Les stratégies dépendent du profil du client : “Il y a des clients qui travaillent dans les NFT et les cryptomonnaies. Il y a aussi des gens qui ne sont pas connus et qui souhaitent promouvoir leur entreprise : ils achètent d’un coup 10 000 followers, et après, ils ne reviennent plus. J’ai aussi une base de clients réguliers”, nous confie Pierre.
Le prix évolue selon la quantité et la qualité des followers. “Le prix le plus bas, ça va être 3,99 euros, et le pack le plus haut est à 2 000 euros.” Comptez 6 000 euros pour obtenir un compte certifié. D’après nos calculs et la nature des informations communiquées, on estime que Pierre gagnerait aujourd’hui entre 15 000 et 35 000 euros par mois.
Que du bluff
Si l’achat de followers est instantané, le processus de “certification” est bien plus long. En effet, si une personne souhaite être “certifiée”, il faut justifier que le compte le “mérite” : “Instagram accorde difficilement la certification”, déclare le jeune homme. Lorsqu’un client demande une certification, YouBoost va tenter de créer une réputation autour du profil.
“Si, au départ, la personne n’est pas du tout connue du public, il faudra lui créer une popularité sur les réseaux. Pour obtenir la certification, il faudra qu’elle achète des followers. On créera en parallèle beaucoup d’articles sur la personne. Ça peut être des pages Wikipédia, des articles en partenariat rémunéré…”

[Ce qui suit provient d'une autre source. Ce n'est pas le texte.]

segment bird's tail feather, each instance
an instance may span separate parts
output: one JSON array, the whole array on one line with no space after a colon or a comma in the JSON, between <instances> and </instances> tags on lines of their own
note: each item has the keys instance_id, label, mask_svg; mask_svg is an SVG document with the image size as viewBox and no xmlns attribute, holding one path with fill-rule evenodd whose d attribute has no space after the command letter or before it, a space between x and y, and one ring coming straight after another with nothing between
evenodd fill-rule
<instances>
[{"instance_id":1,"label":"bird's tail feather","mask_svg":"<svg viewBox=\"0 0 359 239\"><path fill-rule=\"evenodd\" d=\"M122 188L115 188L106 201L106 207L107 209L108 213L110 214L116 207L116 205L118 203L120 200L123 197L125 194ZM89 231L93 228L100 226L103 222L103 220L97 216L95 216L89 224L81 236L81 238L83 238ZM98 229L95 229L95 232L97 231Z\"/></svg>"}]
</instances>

Le but est d’attirer les gens sur le profil pour créer un effet “boule de neige”. “Acheter 10 000 followers, ça ne fait pas tout. Le but, c’est que des gens passent sur ta page et voient que tu as beaucoup de followers et croient en ta crédibilité”, affirme le businessman.
Au sujet de David Michigan, il ajoute : “Il a acheté 11 millions de followers, il a des articles dans Forbes India, etc. Il est dans l’abus, les gens ne sont pas dupes. Il faut le faire de manière intelligente et graduelle.”

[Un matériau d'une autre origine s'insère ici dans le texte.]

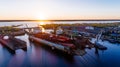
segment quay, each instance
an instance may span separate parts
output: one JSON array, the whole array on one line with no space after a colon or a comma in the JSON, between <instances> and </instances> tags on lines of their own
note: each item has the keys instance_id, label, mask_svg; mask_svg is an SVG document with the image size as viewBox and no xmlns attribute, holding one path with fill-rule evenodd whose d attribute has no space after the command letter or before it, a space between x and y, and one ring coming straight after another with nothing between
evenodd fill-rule
<instances>
[{"instance_id":1,"label":"quay","mask_svg":"<svg viewBox=\"0 0 120 67\"><path fill-rule=\"evenodd\" d=\"M27 50L26 42L20 39L9 36L9 39L3 39L3 36L0 36L0 43L8 48L12 53L15 53L17 49Z\"/></svg>"}]
</instances>

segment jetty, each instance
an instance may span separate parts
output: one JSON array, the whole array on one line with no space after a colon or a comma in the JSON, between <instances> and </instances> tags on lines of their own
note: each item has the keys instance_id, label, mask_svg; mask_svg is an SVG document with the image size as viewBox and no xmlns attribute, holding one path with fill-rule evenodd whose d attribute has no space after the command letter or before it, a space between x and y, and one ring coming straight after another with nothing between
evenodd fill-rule
<instances>
[{"instance_id":1,"label":"jetty","mask_svg":"<svg viewBox=\"0 0 120 67\"><path fill-rule=\"evenodd\" d=\"M17 39L15 37L9 36L8 39L4 39L4 36L0 36L0 43L8 48L12 53L15 53L17 49L27 50L27 45L25 41Z\"/></svg>"}]
</instances>

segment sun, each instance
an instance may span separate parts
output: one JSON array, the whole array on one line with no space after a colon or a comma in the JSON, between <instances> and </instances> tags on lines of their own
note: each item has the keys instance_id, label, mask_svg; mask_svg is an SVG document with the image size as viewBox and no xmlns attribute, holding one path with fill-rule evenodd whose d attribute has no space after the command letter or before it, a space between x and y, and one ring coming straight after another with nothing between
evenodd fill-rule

À la frontière de la légalité
Selon Pierre, le business de followers est aussi fructueux qu’éphémère : “Je suis arrivé au bon moment, là où ça marchait le mieux. Si j’avais monté mon site aujourd’hui, ça ne marcherait pas autant. Il y a beaucoup de concurrence”, estime celui qui se présente le CEO de YouBoost.

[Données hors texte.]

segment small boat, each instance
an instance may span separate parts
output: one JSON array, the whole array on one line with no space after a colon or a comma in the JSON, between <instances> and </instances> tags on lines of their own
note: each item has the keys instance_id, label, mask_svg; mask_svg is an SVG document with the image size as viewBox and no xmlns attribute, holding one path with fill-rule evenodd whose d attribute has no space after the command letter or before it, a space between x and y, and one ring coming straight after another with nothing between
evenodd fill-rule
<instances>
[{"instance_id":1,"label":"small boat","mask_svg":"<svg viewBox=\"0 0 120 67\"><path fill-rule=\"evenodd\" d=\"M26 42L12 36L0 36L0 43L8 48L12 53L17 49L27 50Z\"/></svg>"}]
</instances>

On observe une certaine généralisation de ces pratiques, bien qu’elles aillent à l’encontre des conditions générales des plateformes. À titre d’exemple, l’algorithme d’Instagram se met à jour tous les six mois pour supprimer les comptes inactifs. Les clients de YouBoost bénéficient donc d’une garantie de 30 à 60 jours sur leurs faux followers. Mais le jeune entrepreneur ne s’en inquiète pas :
“Passé ce délai, les clients peuvent perdre leurs abonnés. À ce moment-là, on en discute et on trouve une solution. Cette situation n’arrive pas souvent. Pour l’heure, Instagram n’arrive pas à tout stopper. Nos fournisseurs peuvent contourner les restrictions, c’est fascinant.”
Ce ne serait qu’une question de temps avant qu’une législation n’encadre ces pratiques abusives : “Ça ne m’étonnerait pas que dans cinq ans, ce soit interdit”, nous confie Pierre. Néanmoins, pour l’heure, son business est légal et déclaré : “Quand j’étais en France, je la déclarais en France. Maintenant, je déclare en Roumanie car il y a des facilités d’entreprise. Lorsque j’ai exporté mon site en Roumanie, j’ai changé les mentions légales.”
Enfin, côté éthique, le jeune homme ne s’en soucie pas : “Tant que le business est légal et que ça marche bien, je continuerai.” Toutefois, à titre personnel, il assure qu’il ne fera jamais appel à ce type de services : “Certains clients ont une réelle stratégie de business et je trouve ça très intéressant. Pour mon compte perso, ça me dérangerait de passer par ces systèmes-là.”